Una gestione efficiente del potere consente quindi di ottenere i comportamenti desiderati pagando il minor prezzo possibile: in questo consiste una delle abilità fondamentali di chi detiene il potere, m anche uno dei temi fondamentali da trattare quando si parla di potere nelle organizzazioni. Tornando, quindi, alle tre tipologie di potere – coercitivo, economico e leadership – quello che fa un attore razionale in un’arena organizzativa è scegliere la forma di potere il cui esercizio è meno costoso, sulla base delle risorse che detiene e dei fattori situazionali che caratterizzano quella specifica relazione. La domanda è, quindi, quale forma di potere (o quale mix di forme) sia più efficiente al fine di ottenere le condotte desiderate, pagando il minor prezzo possibile. Proprio su questa domanda si innesta la mia critica a quella che io chiamo, nel mio libro sul potere, “la retorica della leadership”, che, mi pare, si fonda su due assunti fuorvianti.

Due assunti sulla leadership

Il primo assunto è che la leadership sia qualcosa di diverso dal potere. Come ho già argomentato, infatti, la leadership è una forma di potere. Più precisamente, una forma di potere basata su un differenziale di risorse simboliche. Il secondo assunto è che, quand’anche si riconosca che la leadership è una forma di potere, molti autori e un certo pensiero mainstream fanno della leadership la forma più efficace di esercizio del potere, in qualsiasi contesto, a prescindere da qualsiasi variabile situazionale. Io non sono d’accordo neppure su questo secondo assunto. Il mio disaccordo si basa su una conseguenza delle definizioni delle varie forme di potere, che è questa: l’unità di misura della leadership è il consenso. Infatti, chi subisce la leadership adotta il comportamento desiderato perché colui che la detiene, attraverso un uso efficiente delle risorse simboliche in suo possesso, riesce in qualche modo a ottenerne il consenso.

La costruzione del consenso

La conseguenza di questo approccio è che la stessa definizione di leadership è legata a filo doppio al tema del consenso: la leadership sarebbe, in questa accezione, anche definibile come capacità di costruire e gestire consenso. Se questo è vero, ci sono una serie di situazioni nelle quali la costruzione del consenso rispetto a scelte, cambiamenti, progetti non è il modo più efficiente per ottenere le condotte necessarie a mettere in atto questi propositi. La costruzione del consenso, infatti, ha un costo che, in alcune situazioni, può essere molto elevato. Si tratta di situazioni in cui c’è una forte resistenza al cambiamento, che renderebbe molto costosa, e a volte impossibile, la costruzione del consenso verso la soluzione proposta, e forse anche una remunerazione delle condotte richieste e, quindi, l’esercizio di un potere economico. In questo caso potrebbe funzionare soltanto il potere coercitivo. Oppure la necessità di affermare l’identità di un gruppo, fatta anche di valori non negoziabili su cui è indispensabile lanciare messaggi chiari e forti, che superino aspettative contraddittorie da parte degli attori interni ed esterni all’organizzazione o, anche, la presenza di coalizioni di attori che hanno interessi particolari e conflittuali.

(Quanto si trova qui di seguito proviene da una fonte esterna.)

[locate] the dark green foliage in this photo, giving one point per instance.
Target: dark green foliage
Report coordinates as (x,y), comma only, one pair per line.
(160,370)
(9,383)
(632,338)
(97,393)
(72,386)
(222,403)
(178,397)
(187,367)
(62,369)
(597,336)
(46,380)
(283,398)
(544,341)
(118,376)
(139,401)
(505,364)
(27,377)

Il “populismo organizzativo”

Infine, un soggetto potrebbe anche avere la necessità di attrarre su di sé l’attenzione con uno stile di esercizio del potere che mostri in maniera inequivocabile quanto egli sia disponibile a fare per realizzare i suoi progetti e dare vita a un nuovo corso, senza cedere a forme più o meno evidenti di quello che potremmo definire una sorta di “populismo organizzativo”, fondato sulla necessità di costruire il consenso a tutti i costi. Si tratta di un calcolo costo-beneficio che porta gli attori delle organizzazioni a scegliere la forma o il mix di forme di potere che ritengono più efficiente a seconda delle situazioni.